The tricky part was pinch detection. When you're holding a pinch, your fingers hover right at the edge of "touching" and "not touching." So the classifier would flicker between pinch and none on every frame.

The fix: hysteresis. The pinch enters at 25% of hand size (thumb tip to index tip distance) but doesn't release until 35%. That wider release band means once you're pinching, small finger wobbles don't break it.

Gesture design rules I ended up with

After a lot of trial and error:

  • Avoid gestures that appear during transitions. If a gesture shows up while moving between two others, it's unreliable.
  • Prefer "intentional" poses. Things users wouldn't accidentally do. The pray gesture works precisely because nobody does it by accident while panning around.
  • Left hand and right hand do different things. Splitting actions across hands keeps things unambiguous. Left fist = pan. Right fist = zoom. Both fists = rotate. No confusion about which action is active.
  • Guard against noise with dwell timers and escalation frames. A gesture has to be held for at least 80ms before it's confirmed. And when going from a single-hand gesture (pan or zoom) to both hands (rotate), the second hand needs to be stable for 3 consecutive frames. This prevents a single noisy tracking frame from interrupting what you're doing.
  • Add grace periods on release. When a gesture ends, the system waits 150ms before dropping back to idle. This smooths over brief tracking dropouts where MediaPipe loses a hand for a frame or two.

The UX tradeoff

Let's be honest: This is not better than a mouse. But that's not the point. What is interesting:

- It works in the browser with zero install
- Feels surprisingly natural after a minute
- Opens up accessibility and experimental UI ideas (kiosks, exhibits, hands-free interaction)
- Camera data stays local, nothing is sent anywhere

Also, it's just fun to use and gives a quick wow effect.
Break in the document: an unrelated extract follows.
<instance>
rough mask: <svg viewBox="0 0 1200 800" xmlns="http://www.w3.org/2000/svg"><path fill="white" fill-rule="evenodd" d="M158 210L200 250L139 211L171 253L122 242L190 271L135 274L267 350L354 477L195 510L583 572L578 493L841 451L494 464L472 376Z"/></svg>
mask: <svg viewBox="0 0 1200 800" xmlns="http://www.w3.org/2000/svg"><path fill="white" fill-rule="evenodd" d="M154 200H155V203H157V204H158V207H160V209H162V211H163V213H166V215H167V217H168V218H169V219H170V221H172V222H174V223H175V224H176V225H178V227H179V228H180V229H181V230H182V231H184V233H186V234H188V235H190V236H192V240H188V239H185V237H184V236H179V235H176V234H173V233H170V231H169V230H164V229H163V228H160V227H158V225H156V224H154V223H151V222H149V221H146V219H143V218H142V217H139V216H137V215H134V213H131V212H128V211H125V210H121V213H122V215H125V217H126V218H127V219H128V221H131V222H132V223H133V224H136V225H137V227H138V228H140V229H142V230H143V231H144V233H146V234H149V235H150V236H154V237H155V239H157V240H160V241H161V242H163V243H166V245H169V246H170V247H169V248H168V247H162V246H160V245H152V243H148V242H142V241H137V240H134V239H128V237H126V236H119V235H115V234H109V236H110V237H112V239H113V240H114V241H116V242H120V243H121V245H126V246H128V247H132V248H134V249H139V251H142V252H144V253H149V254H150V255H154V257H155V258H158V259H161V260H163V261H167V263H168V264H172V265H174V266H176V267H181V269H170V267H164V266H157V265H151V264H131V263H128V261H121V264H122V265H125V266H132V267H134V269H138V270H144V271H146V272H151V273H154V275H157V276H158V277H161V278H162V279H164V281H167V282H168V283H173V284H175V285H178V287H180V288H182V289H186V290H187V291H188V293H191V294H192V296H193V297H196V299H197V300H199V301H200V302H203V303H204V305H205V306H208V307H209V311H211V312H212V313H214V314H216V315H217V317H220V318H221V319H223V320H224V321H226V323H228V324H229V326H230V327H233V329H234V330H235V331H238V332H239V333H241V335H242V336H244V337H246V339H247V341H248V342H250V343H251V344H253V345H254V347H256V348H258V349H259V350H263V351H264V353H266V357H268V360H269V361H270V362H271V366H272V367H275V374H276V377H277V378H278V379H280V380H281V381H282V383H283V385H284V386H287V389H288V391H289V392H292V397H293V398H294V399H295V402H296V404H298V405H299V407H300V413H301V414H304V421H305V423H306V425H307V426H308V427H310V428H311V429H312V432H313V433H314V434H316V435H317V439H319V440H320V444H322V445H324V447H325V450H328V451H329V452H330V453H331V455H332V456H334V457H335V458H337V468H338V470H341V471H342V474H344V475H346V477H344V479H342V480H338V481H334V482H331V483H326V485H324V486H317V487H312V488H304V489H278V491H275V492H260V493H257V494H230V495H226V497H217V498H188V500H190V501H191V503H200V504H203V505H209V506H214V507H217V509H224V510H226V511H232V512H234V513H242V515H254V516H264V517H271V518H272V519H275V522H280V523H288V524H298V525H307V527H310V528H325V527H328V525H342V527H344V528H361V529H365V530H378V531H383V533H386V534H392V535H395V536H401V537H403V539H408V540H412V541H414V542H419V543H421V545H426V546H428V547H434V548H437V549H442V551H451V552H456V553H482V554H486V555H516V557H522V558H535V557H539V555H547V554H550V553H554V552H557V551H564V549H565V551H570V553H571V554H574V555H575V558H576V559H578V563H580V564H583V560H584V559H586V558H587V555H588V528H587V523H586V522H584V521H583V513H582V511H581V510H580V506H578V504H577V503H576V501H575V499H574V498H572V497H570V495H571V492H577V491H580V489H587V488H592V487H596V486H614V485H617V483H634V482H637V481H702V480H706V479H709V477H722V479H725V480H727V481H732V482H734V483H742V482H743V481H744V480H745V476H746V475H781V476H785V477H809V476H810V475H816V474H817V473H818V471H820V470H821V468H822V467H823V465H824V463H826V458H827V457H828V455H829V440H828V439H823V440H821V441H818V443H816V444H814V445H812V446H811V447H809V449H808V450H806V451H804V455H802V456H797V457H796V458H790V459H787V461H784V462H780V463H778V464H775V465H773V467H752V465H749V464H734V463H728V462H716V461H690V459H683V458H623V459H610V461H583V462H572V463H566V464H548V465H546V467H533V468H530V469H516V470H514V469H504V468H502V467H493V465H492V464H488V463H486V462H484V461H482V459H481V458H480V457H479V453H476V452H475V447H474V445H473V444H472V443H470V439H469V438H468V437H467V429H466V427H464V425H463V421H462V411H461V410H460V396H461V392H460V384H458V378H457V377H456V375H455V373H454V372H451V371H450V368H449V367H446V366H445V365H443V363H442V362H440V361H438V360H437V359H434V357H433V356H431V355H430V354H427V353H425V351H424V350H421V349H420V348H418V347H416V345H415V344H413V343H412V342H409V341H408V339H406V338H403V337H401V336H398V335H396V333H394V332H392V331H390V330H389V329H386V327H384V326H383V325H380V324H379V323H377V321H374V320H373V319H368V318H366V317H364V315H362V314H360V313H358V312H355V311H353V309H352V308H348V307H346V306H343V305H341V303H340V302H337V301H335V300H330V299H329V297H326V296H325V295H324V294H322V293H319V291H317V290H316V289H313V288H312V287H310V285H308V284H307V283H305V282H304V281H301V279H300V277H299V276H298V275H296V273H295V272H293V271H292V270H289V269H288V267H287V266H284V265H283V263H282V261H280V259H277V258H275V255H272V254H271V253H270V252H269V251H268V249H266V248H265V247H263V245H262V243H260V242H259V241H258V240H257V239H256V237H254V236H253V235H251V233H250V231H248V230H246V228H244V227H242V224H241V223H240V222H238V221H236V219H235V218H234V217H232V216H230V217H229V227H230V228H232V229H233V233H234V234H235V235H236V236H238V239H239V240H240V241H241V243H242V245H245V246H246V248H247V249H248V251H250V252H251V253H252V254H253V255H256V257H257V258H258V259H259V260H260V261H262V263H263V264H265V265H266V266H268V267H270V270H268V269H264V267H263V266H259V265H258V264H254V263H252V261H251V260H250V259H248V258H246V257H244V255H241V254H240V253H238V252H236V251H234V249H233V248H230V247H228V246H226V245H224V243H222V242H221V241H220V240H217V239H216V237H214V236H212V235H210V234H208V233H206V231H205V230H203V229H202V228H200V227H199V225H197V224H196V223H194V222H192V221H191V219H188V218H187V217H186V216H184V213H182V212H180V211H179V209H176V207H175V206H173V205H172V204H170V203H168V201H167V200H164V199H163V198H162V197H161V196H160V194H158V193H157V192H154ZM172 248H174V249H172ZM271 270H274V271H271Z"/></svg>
How it works with MediaPipe and OpenLayers (short version)

- Webcam input via `getUserMedia` (640x480, front-facing camera)
- Hand tracking with MediaPipe Hand Landmarker (WASM, runs on GPU, detects 21 3D landmarks per hand)
- Gesture classification based on finger positions: a fist needs at least 3 of 4 fingers curled, open palm needs all fingers extended AND spread apart, pinch checks thumb-to-index distance with hysteresis
- A state machine turns classified gestures into map actions, with exponential smoothing (EMA) on all movement to filter hand tremor
- Dead zones on pan (10px minimum) and zoom (0.5% minimum distance change) so tiny hand wobbles don't move the map
- Map interaction hooked into OpenLayers via pixel-to-coordinate conversion

Everything runs client-side.

Try it / use it

See the links below how to use it and see documentation with examples

Install: npm install @map-gesture-controls/ol ol

What's next

Still experimenting with:

- A Google Maps adapter (currently OpenLayers only)
- Additional gesture types like tilt
- React and Vue wrappers
- Better smoothing and reducing false positives even more

If you try it and it feels weird, that's expected. Feedback is very welcome.